The Laufmaschine had many names - velocipede, dandy-horse and draisienne. It was speculated that von Drais developed it in response to the deaths of horses caused by crop failure in 1816. The Laufmaschine enjoyed a brief period of popularity, but it was significant. Its usage had spread throughout Europe and was continually improved upon by many innovators over the next few decades. Nonetheless, his contribution made Drais widely acknowledged as the father of the bicycle industry.
The pedalled Laufmaschine was neither stable nor a great ride, but it provided plenty of inspiration for improvement. One who was inspired was inventor James Starley. He discovered that an oversized front wheel would provide stability, and proceeded to introduce ‘penny-farthing’ in 1866. These oddly shaped machines became popular to the point that people started forming bicycle clubs and competed in races on them. It was much more comfortable than the ‘boneshakers’ and achieved higher speeds due to its reduced weight.
The ‘penny-farthing’ sparked a flurry of improvements over the next two decades. Clement Ader received a patent for rubberised wheels in 1868. Then, the unicycle was invented in the 1870s. Later, in 1876, Thomas Browett and W.H. Harrison patented an early version of the caliper brake.
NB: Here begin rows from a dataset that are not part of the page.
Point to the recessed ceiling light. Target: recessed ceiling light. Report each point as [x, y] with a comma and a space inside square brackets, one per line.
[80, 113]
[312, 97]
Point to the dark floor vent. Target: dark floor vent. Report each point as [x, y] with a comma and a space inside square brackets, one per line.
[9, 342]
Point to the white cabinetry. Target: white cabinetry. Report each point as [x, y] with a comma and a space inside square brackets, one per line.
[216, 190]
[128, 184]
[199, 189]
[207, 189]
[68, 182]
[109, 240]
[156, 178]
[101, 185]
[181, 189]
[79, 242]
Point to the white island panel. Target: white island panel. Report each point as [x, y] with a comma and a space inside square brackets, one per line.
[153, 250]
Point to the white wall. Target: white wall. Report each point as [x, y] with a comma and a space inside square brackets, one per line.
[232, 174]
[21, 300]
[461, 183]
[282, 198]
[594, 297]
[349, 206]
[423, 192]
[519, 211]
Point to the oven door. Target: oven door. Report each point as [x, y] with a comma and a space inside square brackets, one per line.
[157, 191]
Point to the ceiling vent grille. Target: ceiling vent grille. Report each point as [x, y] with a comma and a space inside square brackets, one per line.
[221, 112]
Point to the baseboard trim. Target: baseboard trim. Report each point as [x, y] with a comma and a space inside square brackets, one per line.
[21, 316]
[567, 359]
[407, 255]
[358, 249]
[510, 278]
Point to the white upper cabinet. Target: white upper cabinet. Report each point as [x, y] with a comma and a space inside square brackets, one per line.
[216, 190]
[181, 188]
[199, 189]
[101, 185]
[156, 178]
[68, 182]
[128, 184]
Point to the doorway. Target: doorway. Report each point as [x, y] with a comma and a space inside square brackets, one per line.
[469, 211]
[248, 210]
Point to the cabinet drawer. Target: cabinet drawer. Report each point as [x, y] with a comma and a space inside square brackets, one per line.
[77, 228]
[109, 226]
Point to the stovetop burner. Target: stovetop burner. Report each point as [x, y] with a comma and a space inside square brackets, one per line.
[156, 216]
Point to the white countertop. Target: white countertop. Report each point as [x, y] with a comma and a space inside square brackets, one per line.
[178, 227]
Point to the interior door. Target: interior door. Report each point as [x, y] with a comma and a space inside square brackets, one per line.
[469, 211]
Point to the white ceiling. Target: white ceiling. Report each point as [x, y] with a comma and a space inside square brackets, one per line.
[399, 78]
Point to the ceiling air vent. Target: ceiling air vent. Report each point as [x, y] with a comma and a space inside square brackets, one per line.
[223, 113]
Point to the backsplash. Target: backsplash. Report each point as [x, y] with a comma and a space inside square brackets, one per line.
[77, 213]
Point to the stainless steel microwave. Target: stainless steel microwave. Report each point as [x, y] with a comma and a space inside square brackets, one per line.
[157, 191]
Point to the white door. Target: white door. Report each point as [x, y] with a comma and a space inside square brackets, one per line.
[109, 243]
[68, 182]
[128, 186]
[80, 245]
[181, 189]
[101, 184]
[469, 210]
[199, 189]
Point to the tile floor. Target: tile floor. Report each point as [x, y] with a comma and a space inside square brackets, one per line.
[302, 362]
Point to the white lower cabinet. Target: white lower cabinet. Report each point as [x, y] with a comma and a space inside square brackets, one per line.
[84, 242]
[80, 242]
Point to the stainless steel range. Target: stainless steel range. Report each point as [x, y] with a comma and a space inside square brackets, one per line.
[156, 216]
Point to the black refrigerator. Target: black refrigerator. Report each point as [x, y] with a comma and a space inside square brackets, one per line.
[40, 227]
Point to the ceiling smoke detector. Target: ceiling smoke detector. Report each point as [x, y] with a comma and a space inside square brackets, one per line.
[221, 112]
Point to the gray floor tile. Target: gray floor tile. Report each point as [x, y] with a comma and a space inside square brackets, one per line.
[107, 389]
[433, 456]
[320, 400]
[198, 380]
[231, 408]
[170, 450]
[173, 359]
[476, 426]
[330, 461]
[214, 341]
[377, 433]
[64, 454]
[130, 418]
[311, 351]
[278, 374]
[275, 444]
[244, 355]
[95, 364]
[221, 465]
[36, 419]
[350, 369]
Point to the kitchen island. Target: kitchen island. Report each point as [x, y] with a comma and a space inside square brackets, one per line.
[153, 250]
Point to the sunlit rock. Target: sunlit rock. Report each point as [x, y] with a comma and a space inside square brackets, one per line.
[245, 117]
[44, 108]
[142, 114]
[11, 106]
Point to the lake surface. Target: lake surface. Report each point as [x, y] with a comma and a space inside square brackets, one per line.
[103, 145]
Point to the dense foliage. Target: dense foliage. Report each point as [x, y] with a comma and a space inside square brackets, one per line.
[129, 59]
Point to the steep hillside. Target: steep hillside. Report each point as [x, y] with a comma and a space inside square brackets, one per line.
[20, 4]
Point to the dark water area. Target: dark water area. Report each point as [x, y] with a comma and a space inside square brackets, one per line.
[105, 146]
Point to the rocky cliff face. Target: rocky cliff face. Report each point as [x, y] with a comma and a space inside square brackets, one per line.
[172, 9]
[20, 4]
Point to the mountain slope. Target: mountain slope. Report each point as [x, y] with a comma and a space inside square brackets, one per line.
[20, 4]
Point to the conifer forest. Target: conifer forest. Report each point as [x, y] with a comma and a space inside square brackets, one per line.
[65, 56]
In 1878, George W.D. Scott and Henry Phillott patented the first change-speed gear before Henry J. Lawson patented the bicyclette. The adult tricycle then came around in the early 1880s. Bicycling eventually reached the mainstream when Thomas Stevens rode a high-wheeler bike on a journey around the globe in 1884.
Despite all these noteworthy developments, the ‘penny- farthing’ still had obvious safety disadvantages - it’s four-foot- high saddle was a hazard, and it could not travel uphill or downhill. That changed in 1885, when Englishman John Kemp Starley - James Starley’s nephew - perfected a “safety bicycle” that featured equal-sized wheels and a chain drive. This bicycle was called ‘Rover’. ‘Rover’ standardised bicycle design for the next 200 years with four basic aspects - safety, speed, control and comfort, ushering in the Golden Age of Bicycles. New developments in pedal-back brakes and pneumatic tyres followed shortly, cementing the bicycle’s place in history as a viable mode of transportation.
By the 1890s, the bike craze was all over the West: John Boyd Dunlop started the famous brand Dunlop as a manufacturer of pneumatic tyres for bicycles in Ireland; the prestigious Tour de France started off in 1903; the bicycle gave women unprecedented mobility and access to personal freedom, coming to symbolize the New Woman of the late 19th century. Even the Wright brothers started off as bicycle manufacturers, with their bicycle business funding and facilitating their flight research.
Meanwhile, bicycles also helped drive the development of roads as more people used them. The mass production of bicycles contributed to industrialisation, providing mechanisation and mass production knowledge that the likes of Ford and General Motors adopted. In fact, research in Uganda, Tanzania and Sri Lanka have shown that a bicycle alleviates poverty by increasing a family’s income by 35%, demonstrating its usefulness in one’s livelihood. Throughout its 200-year history, the bicycle has remained pretty much the same but that remarkable and evergreen simplicity has been the catalyst for some of the greatest engineering feats ever achieved by modern technology.